Saying that it informed the corporate credit unions of the risks and pointing to the failures of the corporates’ executives and the NCUA, J.P. Morgan Securities has asked a federal judge to dismiss the agency’s lawsuit against it.
The NCUA Board has failed to prove that the firm made “material misrepresentations’’ to the corporate credit unions when selling them residential mortgage backed securities , according to the bank’s filing. Instead, J.P. Morgan alleges that the executives of the corporates made the investments despite warnings from the bank and the NCUA that they were risky.
"Despite warnings from the offering documents, the news media and even the (NCUA) board itself, the credit unions made the informed decision to plunge the majority of their assets into residential mortgage-backed securities at the height of the housing bubble. That investment strategy – which even the (NCUA) board has condemned as 'aggressive, 'excessive' and 'unreasonable' – backfired when the housing bubble burst. The credit unions lost their 'unreasonable' wager and subsequently collapsed,’’ according to the filing.
J.P. Morgan Securities, a division of banking giant J.P. MorganChase, noted that the documents it gave to the corporates contained “robust risk disclosures.’’ These included warnings that certain credit enhancement features might prove ineffective and that there might be some “noncompliant loans,’’ in the pools that didn’t comply with the underwriting guidelines.
The NCUA has sued J.P. Morgan Securities, RBS Securities and Goldman Sachs for not fully disclosing the risks when it sold RMBs to the corporates. The collapse of the housing market caused the value of those securities to plummet, leading to massive losses to the corporates.
That convergence of events required the NCUA to rescue some of them, with the help of a loan from the Treasury Department. The credit union system is paying for the rescue through annual assessments. This year’s assessment was 25 basis points.

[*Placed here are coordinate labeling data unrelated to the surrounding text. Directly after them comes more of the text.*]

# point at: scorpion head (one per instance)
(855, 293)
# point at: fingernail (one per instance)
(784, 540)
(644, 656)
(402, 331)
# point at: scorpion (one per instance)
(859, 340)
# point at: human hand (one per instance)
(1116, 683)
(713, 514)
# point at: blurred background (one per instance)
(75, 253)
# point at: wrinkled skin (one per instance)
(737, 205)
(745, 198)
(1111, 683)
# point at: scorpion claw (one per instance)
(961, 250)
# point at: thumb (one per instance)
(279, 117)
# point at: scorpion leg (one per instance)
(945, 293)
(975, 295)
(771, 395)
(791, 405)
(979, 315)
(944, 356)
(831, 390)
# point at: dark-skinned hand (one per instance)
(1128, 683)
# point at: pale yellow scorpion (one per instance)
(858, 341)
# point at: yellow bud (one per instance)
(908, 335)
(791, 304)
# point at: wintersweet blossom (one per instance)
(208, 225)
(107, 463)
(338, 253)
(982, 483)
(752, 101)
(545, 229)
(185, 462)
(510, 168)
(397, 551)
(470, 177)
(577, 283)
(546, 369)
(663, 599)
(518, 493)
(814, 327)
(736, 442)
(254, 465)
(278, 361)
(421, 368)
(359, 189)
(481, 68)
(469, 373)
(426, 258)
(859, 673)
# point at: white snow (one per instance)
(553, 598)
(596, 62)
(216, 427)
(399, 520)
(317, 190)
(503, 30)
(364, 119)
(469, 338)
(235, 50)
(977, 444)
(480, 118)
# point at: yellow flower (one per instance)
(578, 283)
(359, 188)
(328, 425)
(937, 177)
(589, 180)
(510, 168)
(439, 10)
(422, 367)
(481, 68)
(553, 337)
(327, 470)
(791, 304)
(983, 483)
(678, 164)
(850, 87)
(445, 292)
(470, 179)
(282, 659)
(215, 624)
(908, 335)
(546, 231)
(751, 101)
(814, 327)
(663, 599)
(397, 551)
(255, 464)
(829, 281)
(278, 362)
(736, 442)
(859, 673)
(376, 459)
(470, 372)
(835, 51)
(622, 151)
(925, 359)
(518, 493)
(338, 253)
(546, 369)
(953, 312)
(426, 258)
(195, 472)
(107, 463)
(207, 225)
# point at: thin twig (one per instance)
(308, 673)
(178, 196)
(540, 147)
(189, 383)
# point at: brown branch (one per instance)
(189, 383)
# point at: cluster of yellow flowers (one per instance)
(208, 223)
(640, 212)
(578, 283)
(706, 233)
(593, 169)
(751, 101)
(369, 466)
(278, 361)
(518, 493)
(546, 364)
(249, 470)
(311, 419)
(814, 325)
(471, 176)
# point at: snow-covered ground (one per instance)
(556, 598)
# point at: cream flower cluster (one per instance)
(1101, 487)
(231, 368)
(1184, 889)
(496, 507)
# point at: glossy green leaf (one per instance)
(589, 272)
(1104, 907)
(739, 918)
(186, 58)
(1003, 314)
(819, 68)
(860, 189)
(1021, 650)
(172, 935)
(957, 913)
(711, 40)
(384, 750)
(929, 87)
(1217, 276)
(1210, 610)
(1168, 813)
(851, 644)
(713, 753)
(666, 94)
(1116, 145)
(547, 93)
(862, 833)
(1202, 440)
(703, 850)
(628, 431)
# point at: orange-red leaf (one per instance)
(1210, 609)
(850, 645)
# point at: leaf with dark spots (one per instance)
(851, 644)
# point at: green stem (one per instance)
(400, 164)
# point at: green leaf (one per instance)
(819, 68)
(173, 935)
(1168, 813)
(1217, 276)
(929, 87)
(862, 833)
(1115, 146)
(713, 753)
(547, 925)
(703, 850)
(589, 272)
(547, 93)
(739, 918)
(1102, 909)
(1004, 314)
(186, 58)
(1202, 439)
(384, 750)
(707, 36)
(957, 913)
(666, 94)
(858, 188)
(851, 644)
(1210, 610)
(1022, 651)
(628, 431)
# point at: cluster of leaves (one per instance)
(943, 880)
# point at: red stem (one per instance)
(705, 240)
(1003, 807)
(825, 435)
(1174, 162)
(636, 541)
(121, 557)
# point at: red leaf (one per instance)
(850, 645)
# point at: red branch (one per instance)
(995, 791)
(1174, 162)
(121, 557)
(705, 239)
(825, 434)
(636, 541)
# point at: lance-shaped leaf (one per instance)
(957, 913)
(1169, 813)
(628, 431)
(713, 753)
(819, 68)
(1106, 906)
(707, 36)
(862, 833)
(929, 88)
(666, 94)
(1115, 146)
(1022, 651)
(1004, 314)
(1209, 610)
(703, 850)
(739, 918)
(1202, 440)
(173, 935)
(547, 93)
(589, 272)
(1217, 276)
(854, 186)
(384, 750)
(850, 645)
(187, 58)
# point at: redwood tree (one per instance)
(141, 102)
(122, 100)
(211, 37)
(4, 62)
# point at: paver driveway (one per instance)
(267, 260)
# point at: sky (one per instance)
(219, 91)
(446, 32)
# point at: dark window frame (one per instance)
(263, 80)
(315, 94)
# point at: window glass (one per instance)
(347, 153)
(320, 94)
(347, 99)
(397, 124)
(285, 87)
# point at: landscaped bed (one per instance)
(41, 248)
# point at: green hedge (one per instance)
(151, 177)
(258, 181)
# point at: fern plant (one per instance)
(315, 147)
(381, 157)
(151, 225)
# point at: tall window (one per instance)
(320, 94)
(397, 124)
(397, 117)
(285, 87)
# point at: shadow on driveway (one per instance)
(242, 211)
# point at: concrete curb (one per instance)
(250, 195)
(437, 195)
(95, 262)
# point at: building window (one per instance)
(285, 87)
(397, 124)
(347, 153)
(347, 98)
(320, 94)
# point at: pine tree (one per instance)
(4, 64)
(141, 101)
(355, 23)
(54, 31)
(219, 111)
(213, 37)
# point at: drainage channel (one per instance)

The lawsuit that the NCUA filed against J.P. Morgan in June involves losses stemming from bonds purchased by U.S. Central and three other corporates that the agency conserved and closed: Members United, Southwest Corporate and WesCorp.
The agency isn’t alleging fraud but contends that J.P. Morgan made "untrue statements and omissions," including withholding information about a material percentage of the borrowers whose mortgages made up the securities.
To back up its request to dismiss the lawsuit, J.P. Morgan also cites the reports of the NCUA’s Office of Inspector General which said that many of the problems of the corporates were the result of failures by their executives and an overly aggressive investment strategy.